Just the amount of work required to ensure that protocol economics cannot break, creating new processes, removing technical debt based on previous assumptions etc, all of that is months of design and development. Then you need to test (withdrawals testing for the Lido protocol was 1.5 months of work with client teams, node operators, etc., this was after most code was finalized). Then you need to finalize, audit, and deploy.

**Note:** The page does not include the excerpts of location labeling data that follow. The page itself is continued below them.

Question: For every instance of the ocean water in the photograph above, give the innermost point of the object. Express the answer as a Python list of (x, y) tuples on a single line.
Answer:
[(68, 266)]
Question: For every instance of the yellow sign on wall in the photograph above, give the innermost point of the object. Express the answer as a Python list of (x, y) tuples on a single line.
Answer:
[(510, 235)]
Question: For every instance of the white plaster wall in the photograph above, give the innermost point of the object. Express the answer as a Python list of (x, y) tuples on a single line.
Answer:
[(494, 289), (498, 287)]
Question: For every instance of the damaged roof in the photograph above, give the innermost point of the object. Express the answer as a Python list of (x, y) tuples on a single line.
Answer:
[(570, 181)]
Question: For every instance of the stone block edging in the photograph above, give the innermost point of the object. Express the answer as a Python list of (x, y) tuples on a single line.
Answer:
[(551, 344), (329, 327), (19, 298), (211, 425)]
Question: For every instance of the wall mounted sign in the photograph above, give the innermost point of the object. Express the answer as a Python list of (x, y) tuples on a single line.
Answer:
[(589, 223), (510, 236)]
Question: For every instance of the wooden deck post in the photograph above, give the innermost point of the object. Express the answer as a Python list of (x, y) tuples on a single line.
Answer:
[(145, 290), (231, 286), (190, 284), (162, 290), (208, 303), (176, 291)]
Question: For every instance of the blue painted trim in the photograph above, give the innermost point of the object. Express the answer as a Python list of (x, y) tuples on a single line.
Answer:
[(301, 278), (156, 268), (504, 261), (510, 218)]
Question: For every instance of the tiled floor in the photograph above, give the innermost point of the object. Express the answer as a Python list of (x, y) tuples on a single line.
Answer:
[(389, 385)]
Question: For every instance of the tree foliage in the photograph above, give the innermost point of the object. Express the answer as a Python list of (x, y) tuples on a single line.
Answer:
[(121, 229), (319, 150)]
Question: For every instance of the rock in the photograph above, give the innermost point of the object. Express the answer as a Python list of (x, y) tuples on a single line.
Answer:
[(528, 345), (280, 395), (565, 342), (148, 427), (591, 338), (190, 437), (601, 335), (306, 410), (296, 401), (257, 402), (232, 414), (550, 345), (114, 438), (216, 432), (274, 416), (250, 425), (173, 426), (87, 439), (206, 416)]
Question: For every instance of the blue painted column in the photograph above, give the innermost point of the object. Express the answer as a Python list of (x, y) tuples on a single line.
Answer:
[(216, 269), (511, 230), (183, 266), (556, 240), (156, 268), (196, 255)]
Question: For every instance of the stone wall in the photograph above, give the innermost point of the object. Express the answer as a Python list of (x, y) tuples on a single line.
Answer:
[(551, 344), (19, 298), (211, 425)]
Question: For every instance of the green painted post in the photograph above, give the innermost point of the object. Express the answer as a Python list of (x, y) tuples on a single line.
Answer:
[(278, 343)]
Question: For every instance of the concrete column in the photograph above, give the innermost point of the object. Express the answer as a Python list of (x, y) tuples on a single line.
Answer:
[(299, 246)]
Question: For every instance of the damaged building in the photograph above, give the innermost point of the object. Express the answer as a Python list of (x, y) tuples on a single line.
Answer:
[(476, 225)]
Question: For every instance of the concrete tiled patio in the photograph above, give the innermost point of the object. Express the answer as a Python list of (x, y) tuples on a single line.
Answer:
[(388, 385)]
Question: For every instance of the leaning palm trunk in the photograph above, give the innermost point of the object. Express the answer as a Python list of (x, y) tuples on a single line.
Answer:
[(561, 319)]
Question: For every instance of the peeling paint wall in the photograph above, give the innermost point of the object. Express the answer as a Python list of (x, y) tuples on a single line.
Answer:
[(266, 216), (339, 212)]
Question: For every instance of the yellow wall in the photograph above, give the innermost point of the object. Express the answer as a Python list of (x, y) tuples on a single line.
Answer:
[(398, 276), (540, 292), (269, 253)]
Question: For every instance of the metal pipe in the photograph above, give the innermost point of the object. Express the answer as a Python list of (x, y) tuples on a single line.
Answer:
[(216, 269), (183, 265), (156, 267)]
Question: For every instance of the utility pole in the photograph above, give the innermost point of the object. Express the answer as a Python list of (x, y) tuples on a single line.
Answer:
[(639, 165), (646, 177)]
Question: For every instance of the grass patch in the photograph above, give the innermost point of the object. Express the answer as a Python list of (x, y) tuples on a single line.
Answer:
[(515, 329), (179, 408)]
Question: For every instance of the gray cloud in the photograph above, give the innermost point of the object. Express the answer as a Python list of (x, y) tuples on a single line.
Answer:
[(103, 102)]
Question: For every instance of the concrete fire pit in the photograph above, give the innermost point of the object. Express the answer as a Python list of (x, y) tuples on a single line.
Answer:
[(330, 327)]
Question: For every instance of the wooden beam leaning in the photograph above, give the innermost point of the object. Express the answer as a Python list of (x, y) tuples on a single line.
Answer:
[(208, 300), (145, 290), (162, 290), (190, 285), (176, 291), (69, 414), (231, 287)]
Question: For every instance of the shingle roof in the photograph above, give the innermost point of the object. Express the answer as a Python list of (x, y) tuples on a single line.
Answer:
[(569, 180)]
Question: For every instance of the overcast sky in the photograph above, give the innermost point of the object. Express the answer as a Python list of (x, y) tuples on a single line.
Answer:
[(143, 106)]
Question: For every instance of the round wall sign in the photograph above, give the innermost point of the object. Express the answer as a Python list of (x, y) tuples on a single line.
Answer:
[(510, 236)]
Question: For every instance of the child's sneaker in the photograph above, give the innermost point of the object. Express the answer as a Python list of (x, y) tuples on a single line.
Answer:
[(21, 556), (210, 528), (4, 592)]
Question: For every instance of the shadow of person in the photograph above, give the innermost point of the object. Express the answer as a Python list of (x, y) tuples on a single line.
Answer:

Work on consolidations has been ongoing for months, but is substantial and requires changing integral components of the Lido protocol
If you consider that changes to implementations for 7251 and 7002 were still being made a few months ago, it basically means that most staking solutions haven’t begun directly working on Pectra things until ~Nov. Perhaps it could have started earlier, as the specs didn’t have a lot of substantial changes since after Aug or so, and devnet-3 was the first stable devnet in Sep. But, consider that development is planned ~9-12 months ahead, based on things that are known. At the time, the priorities for contributors working on Lido protocol were upgrading the Staking Router and deploying the Community Staking Module (CSM) to allow for permissionless entry to the protocol, which occurred in November (but were being worked on for the last 1.5 years). Since then, efforts are focused on Pectra (in two pieces: compatibility and support of new features) and CSMv2.
For a protocol like Lido, the work needed just to “patch” the protocol so that it is compatible (without adding new features) with a hardfork like Pectra is substantial (you can see details here: LIP 27: Ensuring Compatibility with Ethereum’s Pectra Upgrade - Proposals - Lido Governance). Given these kinds of timings and the amount of work required, it’s unfortunately unfeasible for a protocol like Lido to support consolidations in the kind of timeframe that you’ve outlined here.
In tandem with the work being done to “patch” the protocol, work has begun to also prepare for 7002 and 7251 (note that 7002 is much simpler functionality to add than 7251, as 7251 entails a significant overhaul of protocol accounting given assumptions about the effective balances of validators and the relationship between “keys” and “stake”).
For both features, contributors are working towards outlining (in the next few weeks) a proposed way forward to address key aspects of with respect to the Lido protocol, chiefly (this isn’t an exhaust list of considerations):
- Impact of consolidations (risk, rewards, operations) and TWs
- Designing and implementing changes to on-chain and off-chain code
- Analyzing and determining optimal consolidation parameters at the protocol level (what % of protocol should be consolidated, e.g. “how to deal with exits given that partial exits are very costly? Should a % of validators be kept at 32 ETH to allow for finer-grained control of withdrawal amounts? How to reason about bonds for permissionless “fat” validators, etc”)
- Determining a timeline for implementation (when can consolidation support be deployed? How should consolidation happen after that?)
- Should consolidations be utilized to support stake re-allocation into more robust validation infrastructure (e.g. DVT)?